For those down voting, there are about 1500 new cases a week currently of which say 1000 will die. If you delay using the vaccine for a couple of years while doing normal phase 2 and 3 trials then even with linear growth that would be approx 100,000 nasty deaths. In comparison about the worst that has happened using vaccines too early was about 20 people killed in by the early polio vaccines and accidental deaths now would probably be about zero given better science. Would it be worth having 100,000 extra deaths so conventional procedures can be respected? Why not proceed in a way calculated to minimise overall deaths and suffering?


One thing you're forgetting is that it'll take a Maximum Effort to actually get mass quantities of people vaccinated. Especially if the vaccine requires refrigeration.

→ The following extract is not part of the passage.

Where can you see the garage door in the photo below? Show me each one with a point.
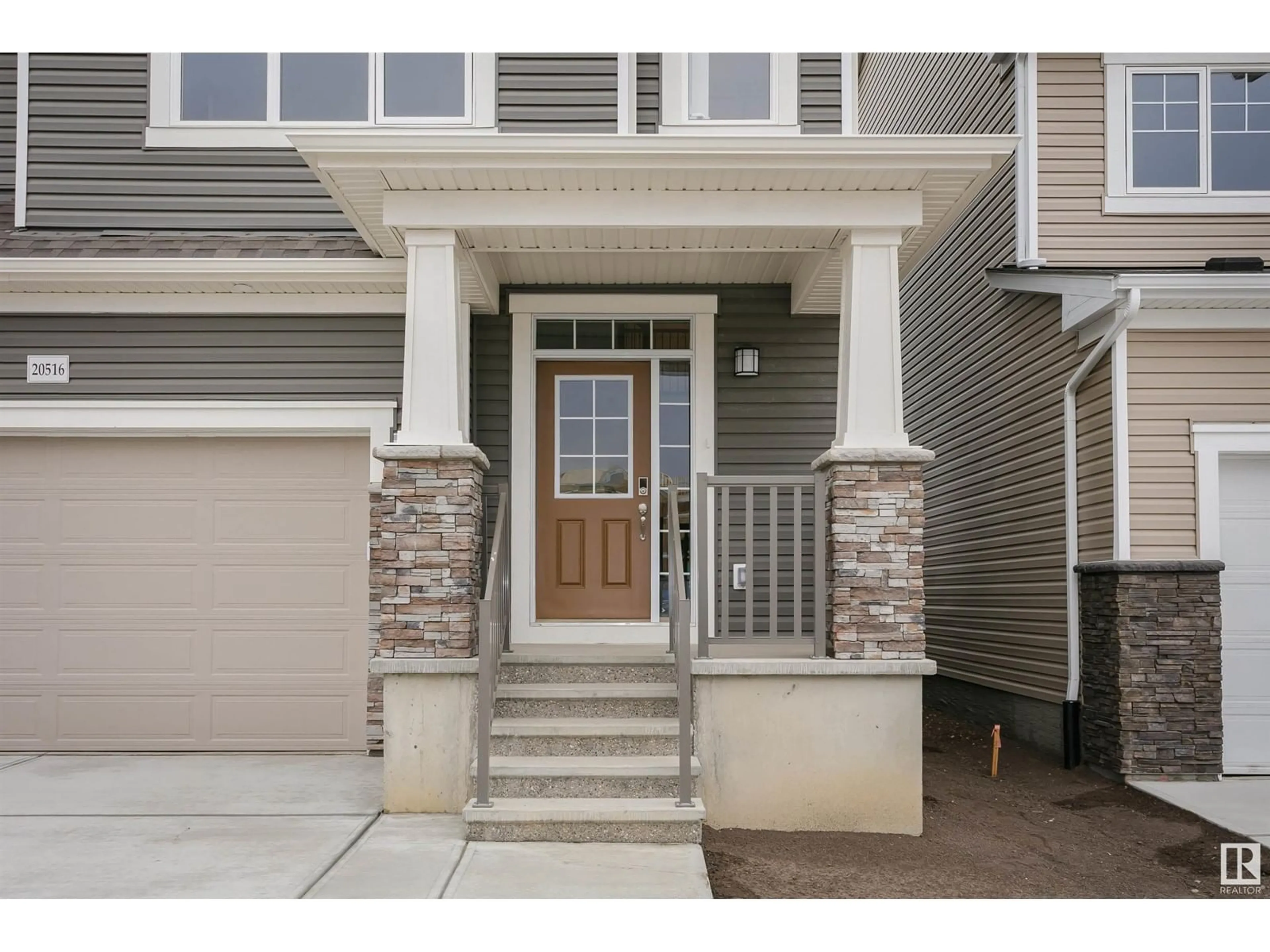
(183, 593)
(1245, 492)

This, in an environment where fear, a common feature to all deadly epidemics, is a primary driving force.

Any significant fraction of vaccine administrations resulting in morbidity or mortality, or having to do it all over again with an actually effective vaccine ... well, it won't end well. I'm not sure you'd get a second try with another one.

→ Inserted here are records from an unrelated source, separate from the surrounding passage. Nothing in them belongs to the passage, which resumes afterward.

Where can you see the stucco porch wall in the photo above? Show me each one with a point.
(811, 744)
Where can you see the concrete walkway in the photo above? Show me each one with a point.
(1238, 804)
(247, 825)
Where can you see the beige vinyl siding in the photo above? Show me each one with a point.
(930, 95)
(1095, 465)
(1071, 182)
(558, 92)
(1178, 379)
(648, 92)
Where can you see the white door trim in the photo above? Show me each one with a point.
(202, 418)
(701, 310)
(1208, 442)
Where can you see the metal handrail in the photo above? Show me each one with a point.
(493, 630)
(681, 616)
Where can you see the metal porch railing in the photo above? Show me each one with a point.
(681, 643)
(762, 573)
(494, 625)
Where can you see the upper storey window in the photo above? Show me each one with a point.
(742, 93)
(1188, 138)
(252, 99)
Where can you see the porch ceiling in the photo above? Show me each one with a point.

Yes. But notice that the original poster said to give this thing to health care workers first. I think that's a fairly reasonable position to take given that the confidence in the safety of the vaccine is high, and that even if the health care workers were given the vaccine, they should be following the same decontamination/personal protection protocols anyways (for person health reasons - no vaccine is 100% perfect and for public health reasons - it minimizes cross infection).

In addition, it is possible to do accelerated Phase 2/3 in Africa. This is also a compromise position. In this scheme, they would likely dispense a few thousand vaccines in a relatively highly developed, but still high risk area to aid in their ability to track efficacy. From the NIH FAQ on Ebola vaccines (http://www.niaid.nih.gov/news/QA/Pages/EbolaVaxResultsQA.asp...)

  Given the encouraging results of the bivalent version of the NIAID/GSK experimental Ebola vaccine at the NIH Clinical Center, are there plans for Phase 2/3 clinical trials in West Africa?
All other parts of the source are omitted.